Use libraries like colbert-ir or RAGatouille for production implementations
Fine-tuning ColBERT for your domain: While you can use pre-trained ColBERT models, domain-specific fine-tuning significantly improves accuracy. Legal documents, medical records, and code repositories have specialized vocabularies and matching patterns that generic models miss.
Training approach:
Start with pre-trained ColBERT: Initialize from a model trained on MS MARCO or similar large corpus
Gather domain data: Collect query-document pairs with relevance labels (clicks, ratings, or judgments)
Contrastive training: For each query, train to score relevant documents higher than irrelevant ones
Storage-quality trade-off: During fine-tuning, you can reduce embedding dimensions (128→64) to save storage, though this trades some accuracy
Fine-tuning typically requires 10K-100K labeled query-document pairs and 1-2 days on a single GPU. See Chapter 14 for guidance on when to fine-tune vs. use off-the-shelf models.
10.4 Matryoshka Embeddings
Traditional embeddings force a hard choice: use 384 dimensions (expensive storage, slow search) or 128 dimensions (cheaper but less accurate).
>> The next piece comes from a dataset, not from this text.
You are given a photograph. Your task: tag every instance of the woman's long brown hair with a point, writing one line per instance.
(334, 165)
Matryoshka embeddings eliminate this trade-off by encoding information hierarchically—the first N dimensions form a valid embedding for any N.
How they work: Models are trained with a special multi-scale loss function. During training, the loss is computed not just on the full 768-dim embedding, but also on prefixes (first 64, 128, 256, 384 dims). This forces the model to pack the most important information into early dimensions, with refinements in later dimensions.
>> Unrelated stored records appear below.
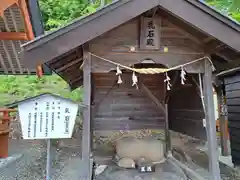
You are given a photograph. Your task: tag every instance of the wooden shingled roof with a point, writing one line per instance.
(15, 30)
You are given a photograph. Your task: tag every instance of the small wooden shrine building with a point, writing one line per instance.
(150, 45)
(230, 81)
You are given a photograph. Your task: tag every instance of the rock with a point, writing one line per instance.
(100, 169)
(126, 163)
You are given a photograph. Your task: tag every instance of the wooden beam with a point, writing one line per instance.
(86, 136)
(69, 65)
(13, 36)
(27, 21)
(153, 98)
(210, 123)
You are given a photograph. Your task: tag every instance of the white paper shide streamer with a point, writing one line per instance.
(135, 80)
(183, 76)
(119, 73)
(167, 80)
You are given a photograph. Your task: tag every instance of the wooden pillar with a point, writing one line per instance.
(167, 132)
(210, 122)
(223, 121)
(86, 136)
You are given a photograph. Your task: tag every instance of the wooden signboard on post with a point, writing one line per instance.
(149, 37)
(47, 117)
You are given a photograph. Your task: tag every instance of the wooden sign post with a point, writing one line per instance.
(47, 117)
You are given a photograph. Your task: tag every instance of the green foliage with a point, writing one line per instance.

The key property: You can truncate a 768-dim Matryoshka embedding to 128 dims and still get semantically meaningful results. Unlike simply training a 128-dim model (which might be more accurate at 128 dims), Matryoshka gives you flexibility—one model, multiple dimension options.
Benefits of Matryoshka embeddings:
Use short prefixes for fast initial retrieval
Use full dimensions for final reranking
Adapt to latency/quality requirements at runtime
Reduce storage by storing only needed dimensions
Available models:
Nomic AI’s nomic-embed-text-v1.5 (768→64 dims)
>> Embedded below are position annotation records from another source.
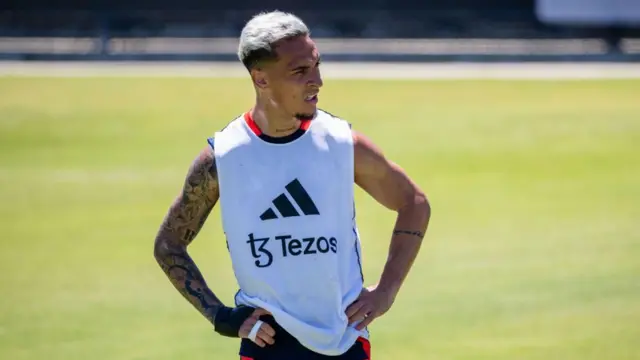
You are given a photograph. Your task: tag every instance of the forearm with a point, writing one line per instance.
(187, 278)
(409, 230)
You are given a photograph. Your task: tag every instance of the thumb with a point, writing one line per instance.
(259, 312)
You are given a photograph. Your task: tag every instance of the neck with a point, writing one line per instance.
(273, 122)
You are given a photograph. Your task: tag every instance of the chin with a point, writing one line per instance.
(305, 115)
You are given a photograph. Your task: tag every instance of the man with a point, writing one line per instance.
(284, 174)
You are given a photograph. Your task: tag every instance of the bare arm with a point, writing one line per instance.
(387, 183)
(181, 225)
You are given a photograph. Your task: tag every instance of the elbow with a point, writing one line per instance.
(159, 249)
(422, 205)
(417, 204)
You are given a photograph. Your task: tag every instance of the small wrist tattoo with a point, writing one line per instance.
(408, 232)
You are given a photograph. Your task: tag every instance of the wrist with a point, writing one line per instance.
(389, 290)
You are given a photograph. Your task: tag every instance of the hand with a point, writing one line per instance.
(265, 334)
(372, 303)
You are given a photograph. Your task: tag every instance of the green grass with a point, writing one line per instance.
(533, 251)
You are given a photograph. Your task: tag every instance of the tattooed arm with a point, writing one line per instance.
(181, 225)
(388, 184)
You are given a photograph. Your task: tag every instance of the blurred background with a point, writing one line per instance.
(533, 250)
(439, 30)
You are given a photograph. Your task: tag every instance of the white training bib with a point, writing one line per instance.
(289, 218)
Voyage AI’s models support variable dimensions
Sentence Transformers with Matryoshka training
10.5 Learned Sparse Embeddings
Dense embeddings (768 floats) excel at semantic matching but lack interpretability and require specialized vector databases. Sparse retrieval (BM25) is interpretable and uses standard inverted indices, but misses semantic relationships. Learned sparse embeddings like SPLADE combine both: use transformers to create sparse vectors with interpretable dimensions.
The innovation: Instead of encoding text into a dense 768-dim vector, predict an importance weight for each vocabulary term (30,000 terms). Most weights are zero—you get a sparse vector with 100-200 non-zero entries. Dimensions correspond to actual words, so you can see which terms matter.
Why this is powerful:
Semantic expansion: The model learns to activate related terms not in the original text. Query “ML models” activates dimensions for “machine learning,” “neural networks,” “deep learning”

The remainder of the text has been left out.